The concert was organized by Harrison’s widow Olivia and son Dhani. Longtime friends Eric Clapton and Jeff Lynne served as musical directors and performed during the show. Some of the other participating music artists included Paul McCartney, Ringo Starr, Tom Petty and The Heartbreakers, Billy Preston, guitarist Albert Lee, Procul Harum lead vocalist and pianist Gary Brooker, session musican Klaus Voorman and Dhani.

Before the above artists came on stage, Anoushka Shankar, the daughter of Harrison’s mentor Ravi Shankar, opened the event with a special composition by her father, presented together with a 16-piece orchestra of Indian musicians. Afterwards, surviving members of the Monty Python troupe performed comedy skits to acknowledge Harrison’s well-known sense of humor.

Following are a three clips from the concert.
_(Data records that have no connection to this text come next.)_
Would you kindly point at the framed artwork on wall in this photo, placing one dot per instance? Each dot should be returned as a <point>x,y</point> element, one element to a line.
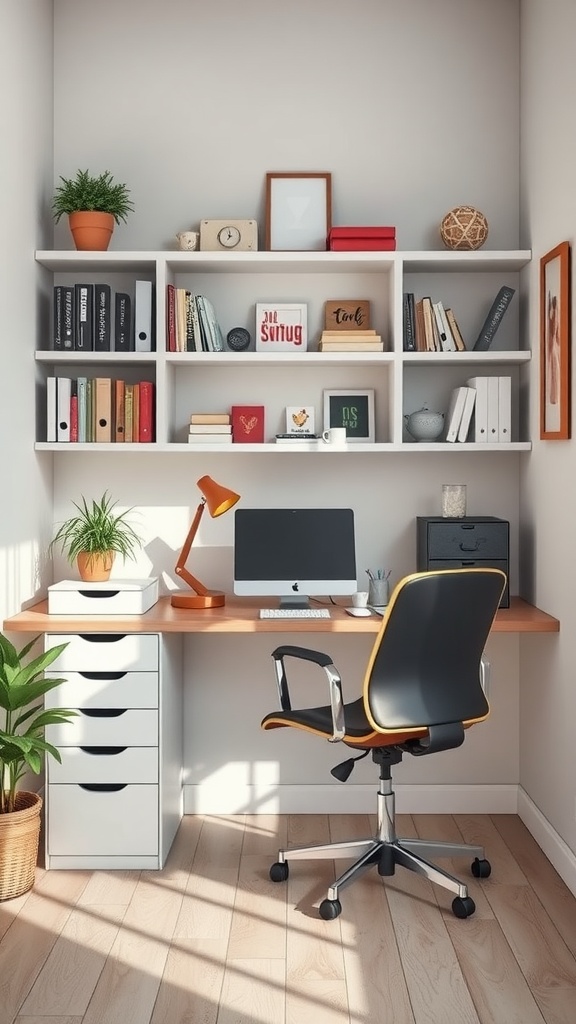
<point>298,211</point>
<point>353,410</point>
<point>554,343</point>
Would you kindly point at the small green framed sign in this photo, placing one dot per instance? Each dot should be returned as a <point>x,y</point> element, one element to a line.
<point>353,410</point>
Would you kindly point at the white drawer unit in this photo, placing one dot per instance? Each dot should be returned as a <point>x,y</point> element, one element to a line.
<point>105,764</point>
<point>105,689</point>
<point>115,801</point>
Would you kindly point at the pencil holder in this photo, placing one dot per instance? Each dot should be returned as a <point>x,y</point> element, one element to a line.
<point>378,593</point>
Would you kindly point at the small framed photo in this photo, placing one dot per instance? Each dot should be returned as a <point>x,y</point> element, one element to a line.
<point>281,327</point>
<point>554,344</point>
<point>298,211</point>
<point>353,410</point>
<point>299,419</point>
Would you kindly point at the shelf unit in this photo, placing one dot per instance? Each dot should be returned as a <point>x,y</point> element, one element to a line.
<point>204,381</point>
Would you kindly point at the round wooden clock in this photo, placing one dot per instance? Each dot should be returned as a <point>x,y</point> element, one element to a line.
<point>238,339</point>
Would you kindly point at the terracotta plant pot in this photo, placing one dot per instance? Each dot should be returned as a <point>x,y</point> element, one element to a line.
<point>19,832</point>
<point>91,229</point>
<point>96,566</point>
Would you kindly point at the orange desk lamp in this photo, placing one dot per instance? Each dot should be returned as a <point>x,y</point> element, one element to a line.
<point>218,500</point>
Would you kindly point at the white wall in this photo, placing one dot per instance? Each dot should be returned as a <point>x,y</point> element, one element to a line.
<point>26,169</point>
<point>548,482</point>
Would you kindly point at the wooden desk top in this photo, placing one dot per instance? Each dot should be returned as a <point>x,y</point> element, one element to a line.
<point>241,615</point>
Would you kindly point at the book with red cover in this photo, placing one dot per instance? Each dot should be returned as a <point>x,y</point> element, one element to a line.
<point>146,425</point>
<point>247,424</point>
<point>374,239</point>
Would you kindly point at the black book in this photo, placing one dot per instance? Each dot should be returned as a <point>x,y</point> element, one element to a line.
<point>84,317</point>
<point>63,331</point>
<point>123,334</point>
<point>494,318</point>
<point>103,317</point>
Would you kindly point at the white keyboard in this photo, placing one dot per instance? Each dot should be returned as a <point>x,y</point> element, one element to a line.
<point>294,613</point>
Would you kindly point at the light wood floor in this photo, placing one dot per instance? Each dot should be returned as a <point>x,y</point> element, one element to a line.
<point>211,940</point>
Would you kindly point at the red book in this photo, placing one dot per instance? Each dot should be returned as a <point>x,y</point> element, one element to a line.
<point>362,239</point>
<point>247,424</point>
<point>170,318</point>
<point>146,429</point>
<point>74,411</point>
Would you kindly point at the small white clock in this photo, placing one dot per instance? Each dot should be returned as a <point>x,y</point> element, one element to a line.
<point>242,236</point>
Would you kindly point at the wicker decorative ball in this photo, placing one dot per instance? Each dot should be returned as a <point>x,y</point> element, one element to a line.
<point>463,227</point>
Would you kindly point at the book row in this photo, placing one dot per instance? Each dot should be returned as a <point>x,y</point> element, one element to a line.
<point>191,323</point>
<point>428,327</point>
<point>99,410</point>
<point>481,411</point>
<point>93,317</point>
The first is a beautiful version of Harrison’s second song that appeared on a record by The BeatlesI Need You from Help!, performed by Petty and Heartbreakers.

The second clip is White Album gem While My Guitar Gently Weeps, featuring Clapton on lead vocals and guitar, backed by McCartney, Starr, Lee, Lynne and Dhani, among others. While it is probably impossible to beat the tune’s rendition and Prince solo performed during the 2004 Rock & Roll Hall of Fame induction show, it’s a pretty solid performance.

I also came across the following clip, showing Billy Preston singing My Sweet Lord, backed by the above other musicians. The tune was Harrison’s first big post-Beatles hit, which appeared on his solo debut album All Things Must Pass. Unfortunately, the quality of the video isn’t great but the audio is decent.

“We will always celebrate George’s birthday and this year we are releasing Concert for George in a very special package in memory of a special man,” Olivia said in a statement.

In addition to the vinyl set, the reissue is available in four other formats: 2-CD + 2-Blu-Rays Combo Pack, 2-CD + 2-DVD Combo Pack, 2-CD Pack and, I suppose for the true die-hard fans, as a limited Deluxe Box Set, including four 180-gram audiophile LPs, 2 CDs, 2 DVDs and 2 Blu-rays, a 12”x12” hard-bound 60-page book, plus a piece from the original hand-painted on-stage tapestry used as the backdrop at the Royal Albert Hall concert. The recording of the concert also premiered on music streaming services today.

The film that captured the concert was directed by David Leland and produced by Ray Cooper, Olivia Harrison and Jon Kamen. All profits from the sale of Concert for George products will go to The Material World Charitable Foundation, founded by George Harrison in 1973.